Lo cierto es que aprender a hablar resulta insultantemente sencillo para la mayoría de los mortales, mientras que nos puede llevar lustros aprender a callar, principalmente porque existe la creencia generalizada de que, en el juego dialéctico de la discusión, sabe, vence o convence aquél que pronuncia la última palabra. Lo cual no es sino una soberana tontería: Antes bien, el hecho de callar introduce una acción inteligente que puede desorientar al contrario (a veces basta con que nos reservemos nuestro parecer) y que con frecuencia contribuye a evitar daños innecesarios para uno mismo y, en general, para los contendientes. Manejar adecuadamente los silencios no sólo va a librar de soltar más de una estupidez (a Wim Wenders siempre le llamaba la atención que alguien hablara de cosas de las que entendía) sino que, además, sirve para atajar posibles disputas, desactivando la violencia implícita en el enfrentamiento y otorgando a quien calla una íntima satisfacción, en detrimento de la que perseguía obtener quien le provoca. No sé si, como escribió el historiador Curcio, los ríos más profundos son siempre los más silenciosos, pero no encuentro argumentos para contradecirle. Como sea, para desarrollar la saludable habilidad de callar sólo se requiere una cierta inteligencia ejecutiva, al alcance de todo aquél que, estando convencido de su valor, se entrene adecuadamente.

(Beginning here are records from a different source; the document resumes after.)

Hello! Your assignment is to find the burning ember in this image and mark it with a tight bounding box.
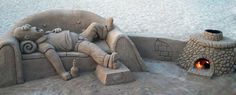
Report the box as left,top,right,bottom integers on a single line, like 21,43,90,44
194,58,210,70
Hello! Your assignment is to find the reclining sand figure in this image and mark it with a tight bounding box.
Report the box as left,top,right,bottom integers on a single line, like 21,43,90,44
14,18,120,80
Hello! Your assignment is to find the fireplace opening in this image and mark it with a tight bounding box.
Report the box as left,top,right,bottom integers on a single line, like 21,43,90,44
205,29,222,34
194,58,210,70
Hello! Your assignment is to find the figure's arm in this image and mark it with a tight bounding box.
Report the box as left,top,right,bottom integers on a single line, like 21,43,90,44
52,28,62,33
39,43,71,80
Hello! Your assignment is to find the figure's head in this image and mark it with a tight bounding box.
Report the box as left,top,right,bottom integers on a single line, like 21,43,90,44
13,24,44,41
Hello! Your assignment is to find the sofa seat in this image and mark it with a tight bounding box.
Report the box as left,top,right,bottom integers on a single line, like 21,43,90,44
22,41,111,81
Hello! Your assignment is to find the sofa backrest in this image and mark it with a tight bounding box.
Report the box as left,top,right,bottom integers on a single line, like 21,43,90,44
10,9,105,35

En lo que más de cerca me toca, con los años y el necesario ejercicio, he aprendido a callar cuando considero que vencer la tentación de seguir hablando favorece mi salud o mis intereses. Por esto, garantizo personalmente los beneficios de un silencio calzado a tiempo; y si lo afirmo es porque presumo de que, al menos esto de cerrar el pico, lo hago bien... O sea, muy bien.